Monday, November 07, 2005

Take Five Week 4-2

The other comment that I need to talk about this week is more personal but I think connects to what we are trying to do for our school and in turn to education. My grandpa passed away this last week. He was an incredible grandpa but even more so than that, he along with my grandma, instilled in me a great desire to be a life long learner. There were so many instances in my life where he would teach me a lesson. For my grandpa, one of these lesson was learning backgammon. When we reached a certain age, he would sit us down in his living room and pull out the backgammon board. He would teach us, let us make mistakes, and sometimes, even let us win (this was VERY, VERY rare). Looking back, the game wasn't about winning or losing (receiving the A or the B) but was more about spending time and developing a relationship with him, and most importantly, learning from our errors when we would make mistakes. He NEVER focused on the outcome of the game, but about how we could learn to be better next time. I really came to this realization being here at his funeral. He continually challenged us to be life long learners as he was. I miss him. Thanks grandpa!

Take Five Week 4-1

After reading some articles that Karl gave to the CIT team members to read, I have some serious thinking to do about grades.
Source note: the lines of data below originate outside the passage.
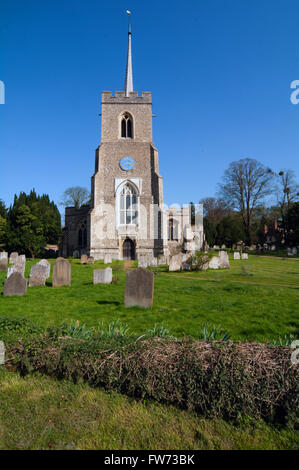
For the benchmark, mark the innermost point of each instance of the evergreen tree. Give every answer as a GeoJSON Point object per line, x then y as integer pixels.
{"type": "Point", "coordinates": [33, 221]}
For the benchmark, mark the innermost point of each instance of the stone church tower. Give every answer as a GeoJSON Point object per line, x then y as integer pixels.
{"type": "Point", "coordinates": [126, 184]}
{"type": "Point", "coordinates": [126, 218]}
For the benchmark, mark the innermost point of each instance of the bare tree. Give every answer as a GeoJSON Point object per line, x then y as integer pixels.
{"type": "Point", "coordinates": [245, 185]}
{"type": "Point", "coordinates": [215, 209]}
{"type": "Point", "coordinates": [76, 196]}
{"type": "Point", "coordinates": [287, 194]}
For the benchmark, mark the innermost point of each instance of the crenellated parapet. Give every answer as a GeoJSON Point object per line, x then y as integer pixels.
{"type": "Point", "coordinates": [120, 97]}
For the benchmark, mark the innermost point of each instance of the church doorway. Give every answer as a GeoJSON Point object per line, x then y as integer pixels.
{"type": "Point", "coordinates": [128, 249]}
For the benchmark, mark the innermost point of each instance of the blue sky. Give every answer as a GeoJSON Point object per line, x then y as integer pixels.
{"type": "Point", "coordinates": [219, 70]}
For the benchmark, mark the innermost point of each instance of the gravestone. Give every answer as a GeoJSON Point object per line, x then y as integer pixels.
{"type": "Point", "coordinates": [223, 260]}
{"type": "Point", "coordinates": [61, 273]}
{"type": "Point", "coordinates": [2, 353]}
{"type": "Point", "coordinates": [175, 263]}
{"type": "Point", "coordinates": [139, 289]}
{"type": "Point", "coordinates": [84, 259]}
{"type": "Point", "coordinates": [3, 260]}
{"type": "Point", "coordinates": [102, 276]}
{"type": "Point", "coordinates": [153, 262]}
{"type": "Point", "coordinates": [39, 273]}
{"type": "Point", "coordinates": [13, 257]}
{"type": "Point", "coordinates": [21, 259]}
{"type": "Point", "coordinates": [142, 262]}
{"type": "Point", "coordinates": [214, 262]}
{"type": "Point", "coordinates": [15, 284]}
{"type": "Point", "coordinates": [107, 259]}
{"type": "Point", "coordinates": [16, 268]}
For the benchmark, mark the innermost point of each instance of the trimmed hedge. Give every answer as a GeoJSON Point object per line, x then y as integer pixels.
{"type": "Point", "coordinates": [223, 379]}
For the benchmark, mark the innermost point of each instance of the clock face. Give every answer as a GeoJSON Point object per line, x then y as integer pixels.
{"type": "Point", "coordinates": [127, 163]}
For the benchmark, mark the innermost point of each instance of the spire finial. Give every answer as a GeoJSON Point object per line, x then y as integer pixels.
{"type": "Point", "coordinates": [129, 72]}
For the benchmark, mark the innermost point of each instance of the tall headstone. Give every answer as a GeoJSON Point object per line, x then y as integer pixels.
{"type": "Point", "coordinates": [84, 259]}
{"type": "Point", "coordinates": [16, 268]}
{"type": "Point", "coordinates": [214, 262]}
{"type": "Point", "coordinates": [13, 257]}
{"type": "Point", "coordinates": [2, 353]}
{"type": "Point", "coordinates": [15, 284]}
{"type": "Point", "coordinates": [3, 260]}
{"type": "Point", "coordinates": [142, 262]}
{"type": "Point", "coordinates": [139, 289]}
{"type": "Point", "coordinates": [102, 276]}
{"type": "Point", "coordinates": [107, 259]}
{"type": "Point", "coordinates": [223, 260]}
{"type": "Point", "coordinates": [39, 273]}
{"type": "Point", "coordinates": [61, 273]}
{"type": "Point", "coordinates": [21, 259]}
{"type": "Point", "coordinates": [175, 263]}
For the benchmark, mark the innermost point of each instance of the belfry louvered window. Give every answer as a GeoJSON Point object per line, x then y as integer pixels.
{"type": "Point", "coordinates": [128, 206]}
{"type": "Point", "coordinates": [127, 126]}
{"type": "Point", "coordinates": [82, 235]}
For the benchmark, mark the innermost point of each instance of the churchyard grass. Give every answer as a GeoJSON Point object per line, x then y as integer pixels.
{"type": "Point", "coordinates": [38, 412]}
{"type": "Point", "coordinates": [258, 303]}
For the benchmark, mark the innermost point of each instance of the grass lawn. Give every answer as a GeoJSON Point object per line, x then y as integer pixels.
{"type": "Point", "coordinates": [258, 305]}
{"type": "Point", "coordinates": [258, 302]}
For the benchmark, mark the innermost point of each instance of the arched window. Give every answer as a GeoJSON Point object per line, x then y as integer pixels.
{"type": "Point", "coordinates": [82, 235]}
{"type": "Point", "coordinates": [173, 229]}
{"type": "Point", "coordinates": [128, 205]}
{"type": "Point", "coordinates": [127, 126]}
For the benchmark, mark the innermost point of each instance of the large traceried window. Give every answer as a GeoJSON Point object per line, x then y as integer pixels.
{"type": "Point", "coordinates": [128, 205]}
{"type": "Point", "coordinates": [82, 235]}
{"type": "Point", "coordinates": [127, 126]}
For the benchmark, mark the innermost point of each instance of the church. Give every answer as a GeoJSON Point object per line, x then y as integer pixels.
{"type": "Point", "coordinates": [127, 217]}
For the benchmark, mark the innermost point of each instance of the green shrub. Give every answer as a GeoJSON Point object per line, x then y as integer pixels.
{"type": "Point", "coordinates": [215, 378]}
{"type": "Point", "coordinates": [212, 333]}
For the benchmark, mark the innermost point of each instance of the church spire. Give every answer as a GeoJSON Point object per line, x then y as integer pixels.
{"type": "Point", "coordinates": [129, 72]}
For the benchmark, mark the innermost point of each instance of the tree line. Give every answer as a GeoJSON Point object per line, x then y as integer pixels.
{"type": "Point", "coordinates": [251, 200]}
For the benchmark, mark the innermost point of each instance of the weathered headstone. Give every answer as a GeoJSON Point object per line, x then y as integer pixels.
{"type": "Point", "coordinates": [142, 262]}
{"type": "Point", "coordinates": [21, 259]}
{"type": "Point", "coordinates": [13, 257]}
{"type": "Point", "coordinates": [153, 262]}
{"type": "Point", "coordinates": [84, 259]}
{"type": "Point", "coordinates": [61, 273]}
{"type": "Point", "coordinates": [15, 284]}
{"type": "Point", "coordinates": [3, 260]}
{"type": "Point", "coordinates": [107, 259]}
{"type": "Point", "coordinates": [102, 276]}
{"type": "Point", "coordinates": [39, 273]}
{"type": "Point", "coordinates": [2, 353]}
{"type": "Point", "coordinates": [175, 263]}
{"type": "Point", "coordinates": [16, 268]}
{"type": "Point", "coordinates": [139, 289]}
{"type": "Point", "coordinates": [223, 260]}
{"type": "Point", "coordinates": [214, 262]}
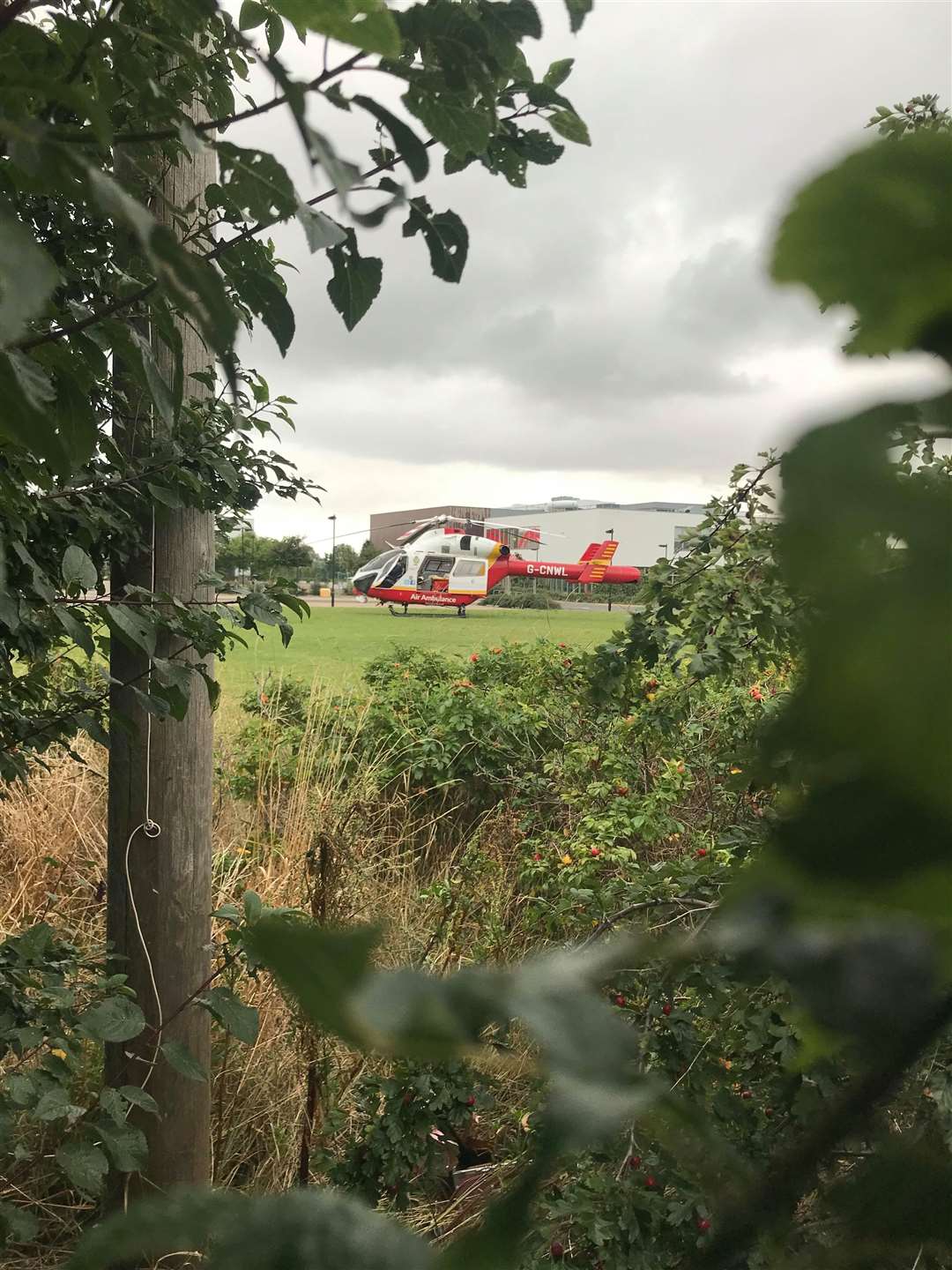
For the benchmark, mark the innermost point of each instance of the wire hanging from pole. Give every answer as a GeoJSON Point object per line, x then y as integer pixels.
{"type": "Point", "coordinates": [152, 830]}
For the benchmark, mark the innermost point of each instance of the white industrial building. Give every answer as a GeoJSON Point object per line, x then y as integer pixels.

I was one of theose kids whose parents rewarded her for good grades, good report cards and good comments from parent teacher conferences. I guess I neve thought that being rewarded for working hard in school would be a detriment to me as a life long learner. In fact, I often believed, and still do, that it pushed me to work harder in school! These articles gave me considerable information to ponder concerning my grading of the students in my class as well as how I will approach Emma's interpretation and reaction towards grades. So much to think about and reflect upon.